How This Differs From What Came Before
The architectural differences between Cadmus and its predecessor are specific.
| Aspect | Earlier prototype | Cadmus |
|---|---|---|
| Intermediate state | No persistence between stages. Entire document representation passed as a string payload. A failure near the end discarded all upstream work. | Each stage writes to a persistent directory the next stage reads from. Interrupted runs are recoverable without losing prior work. |
| Validation design | A single component combined structural checks with mathematical correctness checks. Difficult to distinguish formatting failures from reasoning failures when output degraded. | Separate verifier and validator stages. The verifier checks mathematical consistency; the validator checks structural conformance.
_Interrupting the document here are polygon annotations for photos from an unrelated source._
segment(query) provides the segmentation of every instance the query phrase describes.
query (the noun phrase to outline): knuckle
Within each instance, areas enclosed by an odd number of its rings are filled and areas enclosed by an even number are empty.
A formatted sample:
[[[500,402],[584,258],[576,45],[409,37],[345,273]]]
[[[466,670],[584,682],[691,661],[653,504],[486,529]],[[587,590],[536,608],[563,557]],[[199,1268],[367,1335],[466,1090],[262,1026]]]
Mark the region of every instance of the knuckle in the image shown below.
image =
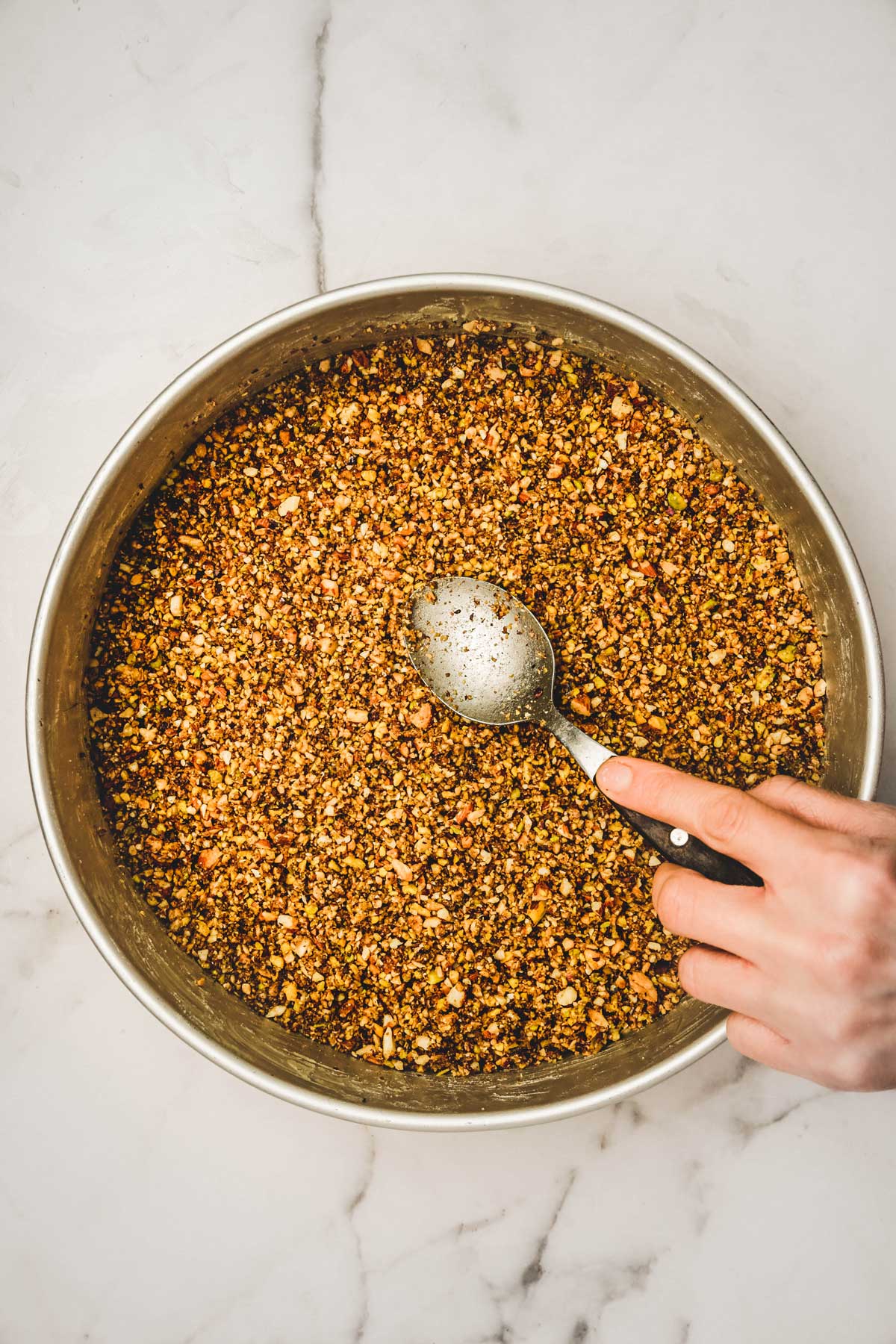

Failure type is identifiable. |
| LLM-backed stage resumption | No mechanism for tracking which records had already been submitted. Interrupted runs had no clean resumption path. | A replay ledger in every LLM-backed stage tracks completed records. Resumption re-processes only what was not yet finished. |
| Failure traceability | A record exiting with a null solution offered no history of which step removed or failed to complete it. | Run database records stage status and transition events. When a record exits with a null solution, the cause is identifiable. |
What Cadmus Currently Improves
Cadmus produces records with standardized schemas and verified grade attribution, keeping raw source text distinct from verified output. The staged architecture makes failures traceable: when a record exits with a null solution, the run history identifies which stage flagged it. Source category metadata also distinguishes competition-level materials from standard textbooks, allowing for weighted retrieval.
The impact of these structured records on retrieval quality and tutoring accuracy is currently being evaluated.
What Cadmus Does Not Yet Solve
Mathematical verification reduces error rates but does not eliminate them; a record can pass while containing a plausible but incorrect solution. OCR quality varies by source, and some formatting artifacts persist. The pipeline currently assigns grade and source category but lacks topic-level metadata, limiting retrieval precision. Some records exit with null fields because completion or verification failed.
Yield and Processing Efficiency
Benchmark metrics on the corpus (record counts, pass rates, and grade distribution) describe the pipeline's output characteristics across the processed dataset.
The 50.1% pass rate is the pipeline working as intended. The filter is strict by design; only high-quality items reach the tagger. The high initial split multiplier (~60x) means every candidate surfaces before filtering begins. The 30.37% net yield per file shows both stages working across approximately 5,400 source documents.
These metrics describe what Cadmus produced. They do not describe whether students using VietAlpha find the retrieved explanations useful, whether the curriculum alignment translates to classroom accuracy, or whether the worked examples Cadmus generates are at the right level of difficulty.
Next Step
The current retrieval evaluation measures grade match rate and cosine similarity between a query and its top retrieved examples. Future evaluation must determine if retrieved examples share the query's reasoning method.
Distinguishing surface similarity from reasoning similarity requires manual relevance scoring by reviewers familiar with the Vietnamese math curriculum, grade-level error analysis, and case studies to identify if failure patterns concentrate in particular source categories.